### Video Transcript

Determine the value of the absolute
value of 22 squared times 25 minus four times 22 squared all over negative seven
times 22 squared by identifying the greatest common factor.

We have this expression that has an
absolute value. And we want to determine exactly
what value this expression represents. However, our instructions have said
to find this value by identifying the greatest common factor. By identifying the greatest common
factor, we can first simplify our expression and secondly solve for the value.

A greatest common factor will be a
factor that is shared in the numerator and the denominator. Looking carefully here, we see that
we have 22 squared occurring twice in the numerator and once in the denominator. And this is where we need to be
very careful. Notice in the denominator we are
only doing multiplication. However, in the numerator, we have
some subtraction. 22 squared times 25 is a term
together, and four times 22 squared is another term. And that means we’ll need to do
some rearranging in the numerator.

Since both terms in the numerator
have a factor of 22 squared, we can undistribute that 22 squared and rewrite the
numerator as 22 squared times 25 minus four. This is because both 25 and four
were being multiplied by 22 squared. Once we do this, we can bring down
everything else from our expression. Our denominator is negative seven
times 22 squared. If we wanted to rearrange this
multiplication, we could write that as 22 squared times negative seven.

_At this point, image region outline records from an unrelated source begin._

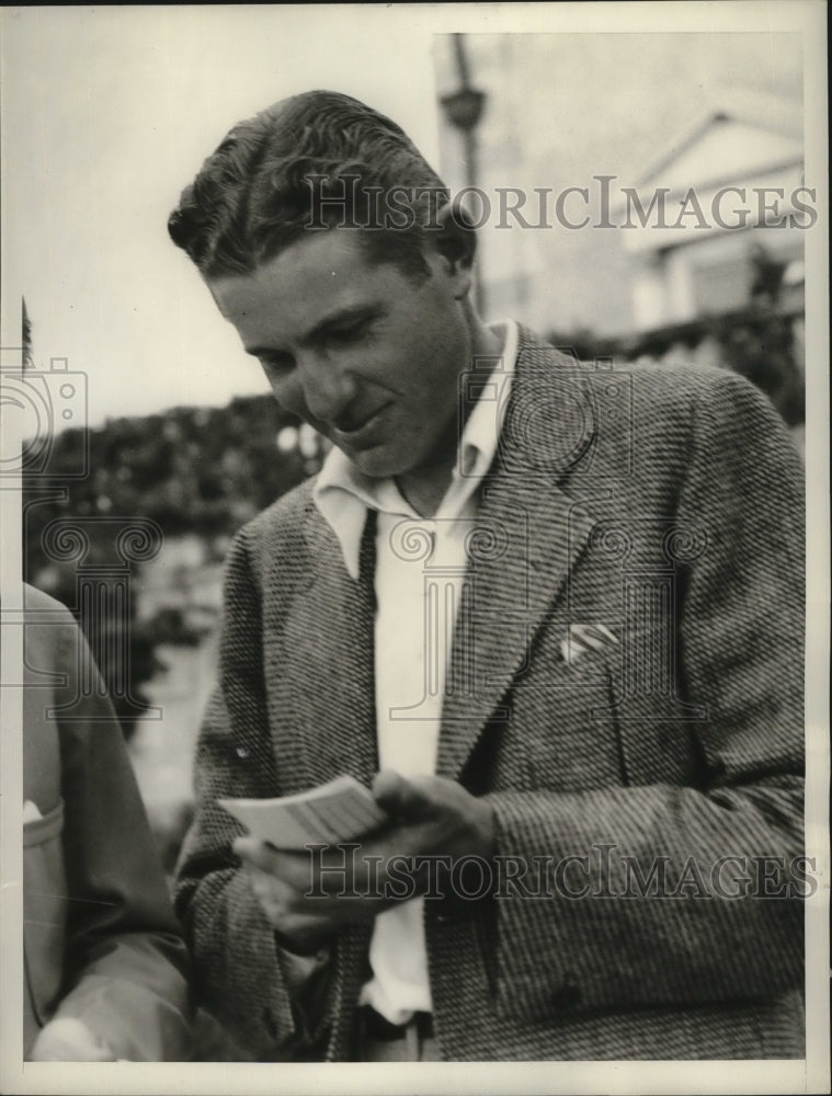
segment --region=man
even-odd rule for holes
[[[187,951],[122,730],[69,610],[24,596],[24,1057],[182,1061]]]
[[[446,197],[311,92],[171,216],[334,444],[228,559],[179,866],[203,1000],[263,1059],[799,1057],[797,458],[730,374],[486,326]],[[357,849],[217,804],[342,774],[390,815]]]

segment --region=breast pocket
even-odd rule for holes
[[[567,662],[552,647],[538,651],[536,667],[517,681],[511,734],[525,762],[526,788],[588,791],[626,783],[614,660],[585,651]]]
[[[24,1040],[29,1048],[57,1004],[64,977],[67,879],[64,803],[23,826]]]

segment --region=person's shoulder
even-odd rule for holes
[[[523,330],[523,329],[522,329]],[[771,401],[755,385],[729,368],[694,362],[625,362],[615,357],[579,358],[568,346],[555,346],[523,331],[521,349],[544,355],[558,370],[570,368],[594,381],[604,396],[631,396],[632,411],[642,426],[661,430],[671,423],[691,424],[696,412],[719,416],[774,414]]]
[[[304,529],[314,509],[315,477],[281,495],[242,526],[233,538],[231,555],[242,550],[255,560],[303,552]]]
[[[34,614],[49,614],[49,619],[56,623],[73,624],[75,618],[69,609],[57,597],[53,597],[37,586],[23,583],[23,612],[29,619],[26,623],[36,624]]]

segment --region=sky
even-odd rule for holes
[[[739,27],[764,32],[801,5],[756,3],[753,19],[748,8],[719,7],[719,18],[737,9]],[[329,87],[396,118],[435,161],[436,33],[618,26],[656,34],[684,30],[687,11],[522,3],[7,8],[2,345],[20,342],[25,295],[35,363],[48,372],[53,358],[65,358],[84,375],[90,425],[265,391],[259,365],[242,354],[166,229],[180,191],[236,121],[286,94]],[[711,4],[688,14],[703,30],[719,23]],[[626,83],[640,78],[630,71]]]

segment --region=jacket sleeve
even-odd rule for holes
[[[328,971],[316,971],[310,986],[295,969],[299,964],[280,951],[231,850],[246,831],[217,803],[220,797],[276,795],[260,636],[260,597],[243,529],[227,562],[219,681],[196,750],[196,812],[176,868],[175,906],[201,1003],[258,1060],[270,1061],[315,1057],[329,1015],[321,1005],[308,1029],[301,1000],[307,991],[320,1000],[320,978]]]
[[[76,697],[92,655],[73,625],[59,667]],[[56,1016],[86,1023],[128,1061],[190,1055],[189,959],[115,712],[98,671],[73,718],[58,711],[64,857],[70,898]]]
[[[677,687],[707,716],[674,733],[702,778],[489,797],[499,853],[562,868],[550,897],[495,902],[498,1007],[514,1015],[802,984],[802,468],[740,378],[703,389],[677,498],[680,526],[707,537],[676,625]]]

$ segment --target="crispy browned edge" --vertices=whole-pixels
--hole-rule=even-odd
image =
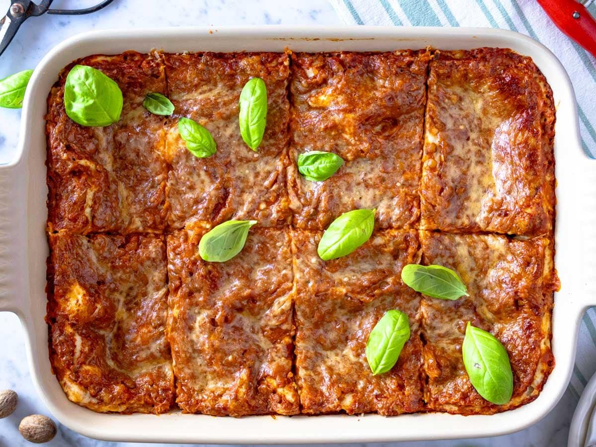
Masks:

And at this point, we see that we
have a common factor in the numerator and the denominator. And that is the factor of 22
squared. 22 squared over 22 squared equals
one, which means we can simplify our expression to be the absolute value of 25 minus
four over negative seven. 25 minus four is 21. Then we have the absolute value of
21 over negative seven.

At this point, we’re ready to start
solving. 21 divided by negative seven is
negative three. And the absolute value of negative
three is positive three. And that means the value of our
initial expression is three.